To make matters worse we are all changing address more often. Government statistics estimate that you will move house around eight times. Forget to notify all your different pension providers of your change of address and you will stop receiving your statements and documentation.
All this means the number of lost pensions is rising. The government estimates that, by 2050, there will be 50 million lost or dormant pension pots.
In order to have a clear picture of your retirement you need to know the value of your pension savings. With an average £23,000 currently sitting in each of those lost pensions – or a total of £37 billion – it is vital you check if you have a missing pension pot.
“The good news is finding your forgotten pensions is relatively simple”, says Angus. “Start off by contacting the Department for Work and Pensions (DWP)’s Pension Tracing Service.”
You will need details of all your employers and the dates when you worked for them. It can then provide you with the details of any pension provider or scheme associated with your employer when you worked there.
It isn’t just workplace pensions that can go astray. You may have also forgotten the details of a personal pension that you set up at some point in your working lifetime.
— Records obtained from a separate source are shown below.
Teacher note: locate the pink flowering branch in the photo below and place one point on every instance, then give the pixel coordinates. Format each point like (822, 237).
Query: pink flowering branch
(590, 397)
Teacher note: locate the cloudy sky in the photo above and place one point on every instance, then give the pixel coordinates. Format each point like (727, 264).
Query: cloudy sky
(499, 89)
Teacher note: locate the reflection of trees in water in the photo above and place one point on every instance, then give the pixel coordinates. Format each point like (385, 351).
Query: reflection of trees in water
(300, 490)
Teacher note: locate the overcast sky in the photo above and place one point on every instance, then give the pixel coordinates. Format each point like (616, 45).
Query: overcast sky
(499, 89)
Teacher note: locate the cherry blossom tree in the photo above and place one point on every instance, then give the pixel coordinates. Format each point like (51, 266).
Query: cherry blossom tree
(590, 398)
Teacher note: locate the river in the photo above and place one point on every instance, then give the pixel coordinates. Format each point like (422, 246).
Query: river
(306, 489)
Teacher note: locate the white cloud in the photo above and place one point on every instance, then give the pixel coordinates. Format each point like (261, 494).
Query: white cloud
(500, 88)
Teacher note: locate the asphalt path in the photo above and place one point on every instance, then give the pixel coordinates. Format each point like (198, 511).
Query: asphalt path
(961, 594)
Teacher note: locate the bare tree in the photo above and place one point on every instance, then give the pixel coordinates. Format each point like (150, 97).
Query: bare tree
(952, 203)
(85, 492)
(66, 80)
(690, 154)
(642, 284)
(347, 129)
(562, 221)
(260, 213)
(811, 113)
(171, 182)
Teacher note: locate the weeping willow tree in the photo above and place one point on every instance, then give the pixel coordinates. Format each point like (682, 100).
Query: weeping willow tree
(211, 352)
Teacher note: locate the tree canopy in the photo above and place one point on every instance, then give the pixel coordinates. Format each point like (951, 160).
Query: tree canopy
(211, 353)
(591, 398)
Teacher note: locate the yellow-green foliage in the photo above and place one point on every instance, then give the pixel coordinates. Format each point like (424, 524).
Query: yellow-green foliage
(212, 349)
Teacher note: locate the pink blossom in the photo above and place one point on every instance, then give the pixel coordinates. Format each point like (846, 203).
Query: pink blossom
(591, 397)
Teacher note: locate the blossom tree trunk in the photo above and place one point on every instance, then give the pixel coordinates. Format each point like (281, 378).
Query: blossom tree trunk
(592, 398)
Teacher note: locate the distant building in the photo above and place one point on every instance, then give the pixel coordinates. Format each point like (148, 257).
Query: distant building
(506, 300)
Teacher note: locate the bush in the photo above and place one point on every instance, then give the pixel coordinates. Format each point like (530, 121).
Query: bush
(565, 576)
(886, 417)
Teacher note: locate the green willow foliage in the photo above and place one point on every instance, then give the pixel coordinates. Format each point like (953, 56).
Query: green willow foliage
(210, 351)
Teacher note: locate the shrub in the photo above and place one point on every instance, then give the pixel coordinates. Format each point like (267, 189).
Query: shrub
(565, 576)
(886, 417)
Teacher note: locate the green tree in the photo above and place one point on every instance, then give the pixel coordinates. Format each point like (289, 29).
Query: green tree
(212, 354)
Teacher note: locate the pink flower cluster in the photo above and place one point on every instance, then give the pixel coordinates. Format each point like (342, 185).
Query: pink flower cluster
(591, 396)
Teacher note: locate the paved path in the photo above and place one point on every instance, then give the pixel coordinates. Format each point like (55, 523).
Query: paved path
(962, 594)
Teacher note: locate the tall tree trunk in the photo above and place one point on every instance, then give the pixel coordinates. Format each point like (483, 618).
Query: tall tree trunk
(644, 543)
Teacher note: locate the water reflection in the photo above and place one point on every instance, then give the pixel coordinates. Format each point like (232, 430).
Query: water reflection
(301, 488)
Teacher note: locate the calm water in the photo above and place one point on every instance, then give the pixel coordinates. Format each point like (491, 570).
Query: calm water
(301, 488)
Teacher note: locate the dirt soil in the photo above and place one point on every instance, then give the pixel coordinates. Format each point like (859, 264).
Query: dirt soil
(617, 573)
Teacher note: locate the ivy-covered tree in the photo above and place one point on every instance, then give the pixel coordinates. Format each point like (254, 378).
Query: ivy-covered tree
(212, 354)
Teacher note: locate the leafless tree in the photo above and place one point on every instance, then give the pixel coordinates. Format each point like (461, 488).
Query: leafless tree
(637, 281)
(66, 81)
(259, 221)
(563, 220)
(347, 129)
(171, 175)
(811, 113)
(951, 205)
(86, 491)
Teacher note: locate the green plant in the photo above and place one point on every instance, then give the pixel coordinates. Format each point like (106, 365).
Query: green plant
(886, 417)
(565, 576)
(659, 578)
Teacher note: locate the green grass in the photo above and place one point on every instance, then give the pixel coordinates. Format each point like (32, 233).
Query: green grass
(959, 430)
“If you are looking for a lost personal pension, ask the Pensions Advisory Service for help,” says Angus. “They will need as much information as possible, including any old paperwork you have. A financial adviser can help you “Saving enough for a comfortable retirement is probably the biggest financial challenge facing workers in the UK” gather together the information you need and help you hunt down lost pensions if you aren’t sure where to start.”
Once you have gathered the names and contact details for your old pension providers, you will need to get in touch with each of them to find out if they hold a pension in your name and, if so, the value of the pot. It is also worth asking them for details of any management charges you are paying, and would there be any charges if you wanted to transfer the pot. If you have a financial adviser, they may be able to get in touch with pension providers on your behalf.
Now you know where all your pension savings are, the next question is should you bring them all together into one pot? This could make it easier to keep track of your retirement savings and, potentially, reduce the charges you are paying if you have lots of pots. But, don’t assume it is the best plan. In some cases, you are better off leaving your retirement savings where they are.
For example, you could lose out on a valuable guaranteed annuity rate or additional tax-free lump sum entitlements above the standard 25%. If your pension dates from the 1990s it could come with a guaranteed annuity rate that was in line with rates back then when rates were far, far higher than they are today. In that scenario, moving your money would mean you were taking an axe to your retirement income.
5 steps to locating a lost pension
Contact the Pension Tracing Service. They can give you details of workplace pension schemes connected with your old employers.
Use the Pensions Advisory Service for help finding lost personal pensions.
Contact pension providers to see if you have a forgotten account with them.
Once you have found all of your pensions, speak to a financial adviser for help deciding whether to consolidate them.
Future proof your pension by making sure your employer and pension administrator know if you move home or change your name.
Keep your benefits
Ensure you fully understand the benefits of a pension and what you will lose if you leave. Also, check if there are any exit charges before you decide to consolidate your pension pots.
“Consolidating all your pensions can seem an attractive proposition and can bring peace of mind,” says Angus.
“However, it is essential that each plan is properly analysed by a qualified adviser to ensure transferring it is the right option and that valuable benefits aren’t being given up.”
Finally, once you have found all your pensions and brought them together, don’t lose them again. Make sure all your pension providers and your employer have the correct contact details for you. Then make sure you have a list of them and inform them if you move to a new house or your details change. Ensuring they have up-to-date details for you means they can stay in touch and it will minimise the risk of you losing your pension.
“While you can do all of this yourself, a financial adviser will be able to guide you through each step to help get your pension affairs in order,” says Angus.